The Deuce was always meant to last only three seasons, each chronicling a snapshot of Times Square as it evolved—or devolved depending on your perspective—over the course of the 1960s, ’70s, and in the coming edition, the ’80s. Focusing primarily on sex work and the burgeoning pornography industry amid a backdrop of corrupt cops, Koch, and huge cultural shifts, the show is mostly directed by women and applies the exhaustive eye for detail, down to the set, that is hallmark for co-creators David Simon and George Pelecanos.
Last season saw Maggie Gyllenhaal’s Candy transform her job in street sex work into a career as a visionary pornography director, while Margarita Levieva, as Abby, got turned on to punk and the burgeoning feminist movement. (James Franco is also in this show, I watch it in spite of him.)

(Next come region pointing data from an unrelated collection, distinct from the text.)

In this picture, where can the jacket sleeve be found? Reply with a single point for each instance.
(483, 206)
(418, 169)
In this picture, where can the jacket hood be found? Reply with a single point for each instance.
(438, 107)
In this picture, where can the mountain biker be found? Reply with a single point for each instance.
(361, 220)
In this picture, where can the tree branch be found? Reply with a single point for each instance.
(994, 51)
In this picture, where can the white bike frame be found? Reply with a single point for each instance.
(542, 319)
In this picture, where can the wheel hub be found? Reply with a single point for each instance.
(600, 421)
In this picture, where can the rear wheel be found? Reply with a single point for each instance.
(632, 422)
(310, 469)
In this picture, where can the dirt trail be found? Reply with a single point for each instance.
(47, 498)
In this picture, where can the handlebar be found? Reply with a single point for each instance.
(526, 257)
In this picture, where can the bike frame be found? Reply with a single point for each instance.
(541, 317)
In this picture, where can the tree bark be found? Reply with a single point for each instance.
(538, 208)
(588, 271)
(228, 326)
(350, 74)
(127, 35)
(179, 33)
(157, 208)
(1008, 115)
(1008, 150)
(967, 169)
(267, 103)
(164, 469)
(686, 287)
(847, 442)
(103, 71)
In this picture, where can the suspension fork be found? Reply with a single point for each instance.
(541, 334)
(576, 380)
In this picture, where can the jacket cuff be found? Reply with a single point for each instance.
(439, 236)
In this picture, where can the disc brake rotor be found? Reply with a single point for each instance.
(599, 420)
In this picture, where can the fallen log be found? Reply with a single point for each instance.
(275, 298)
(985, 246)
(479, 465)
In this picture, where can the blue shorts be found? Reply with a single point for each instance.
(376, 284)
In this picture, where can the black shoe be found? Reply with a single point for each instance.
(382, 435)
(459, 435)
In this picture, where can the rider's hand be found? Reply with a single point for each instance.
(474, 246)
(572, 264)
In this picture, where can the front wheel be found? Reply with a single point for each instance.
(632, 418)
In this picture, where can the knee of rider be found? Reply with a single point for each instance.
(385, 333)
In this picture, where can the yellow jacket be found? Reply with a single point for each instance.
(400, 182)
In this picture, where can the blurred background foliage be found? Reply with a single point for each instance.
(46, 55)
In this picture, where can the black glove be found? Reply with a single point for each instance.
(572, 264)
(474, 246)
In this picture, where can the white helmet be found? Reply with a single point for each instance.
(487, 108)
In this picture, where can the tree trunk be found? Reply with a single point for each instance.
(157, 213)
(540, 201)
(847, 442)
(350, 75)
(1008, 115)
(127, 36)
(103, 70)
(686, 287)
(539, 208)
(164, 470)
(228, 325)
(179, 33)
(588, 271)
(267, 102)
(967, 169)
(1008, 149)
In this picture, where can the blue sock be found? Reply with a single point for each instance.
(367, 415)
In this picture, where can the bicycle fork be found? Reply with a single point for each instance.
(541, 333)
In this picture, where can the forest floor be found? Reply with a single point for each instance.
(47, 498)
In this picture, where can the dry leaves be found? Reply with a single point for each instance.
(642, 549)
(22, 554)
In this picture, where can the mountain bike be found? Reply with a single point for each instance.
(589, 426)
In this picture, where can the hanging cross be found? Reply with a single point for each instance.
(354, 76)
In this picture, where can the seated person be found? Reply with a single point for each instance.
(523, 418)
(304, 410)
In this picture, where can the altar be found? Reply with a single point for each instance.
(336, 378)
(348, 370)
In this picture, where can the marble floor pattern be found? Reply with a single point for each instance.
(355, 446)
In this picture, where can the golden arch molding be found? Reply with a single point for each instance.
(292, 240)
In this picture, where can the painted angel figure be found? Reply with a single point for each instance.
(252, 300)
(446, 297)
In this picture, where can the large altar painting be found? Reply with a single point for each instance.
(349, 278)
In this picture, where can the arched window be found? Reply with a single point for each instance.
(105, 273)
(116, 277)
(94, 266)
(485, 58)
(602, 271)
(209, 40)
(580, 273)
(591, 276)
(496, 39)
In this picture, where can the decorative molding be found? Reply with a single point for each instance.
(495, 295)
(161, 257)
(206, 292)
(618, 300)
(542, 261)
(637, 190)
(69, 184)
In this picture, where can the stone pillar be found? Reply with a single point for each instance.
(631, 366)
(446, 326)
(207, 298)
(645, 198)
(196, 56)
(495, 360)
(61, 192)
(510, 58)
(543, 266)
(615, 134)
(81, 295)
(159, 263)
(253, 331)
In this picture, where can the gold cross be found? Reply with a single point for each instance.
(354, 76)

In the trailer for The Deuce’s final season, the porn industry is having yet another revolution—the VHS cassette—and a shot of a Times Square “rehabilitation” project is juxtaposed with another unfortunate development, hair metal. (Emily Meade’s Lori Madison appears to have parlayed her career as a porn superstar into a video model, which honestly seems like a downgrade.) From the short clips we get, Candy seems to still be directing, and Abby is maybe finally dumping her boyfriend (one of James Franco’s terrible characters) for a woman. Most strikingly, there’s a short clip of a protest that signals this season will delve into the AIDS crisis, which show devotees knew was coming—main character Paul, played by Chris Coy, spent much of the ’70s season hooking up with random men, including an ominously filmed scene in which he has a threesome in an alley, which didn’t impart judgment but seemed to allude to the coming epidemic.
TheDeuce is back September 9; I anticipate the wigs with trepidation.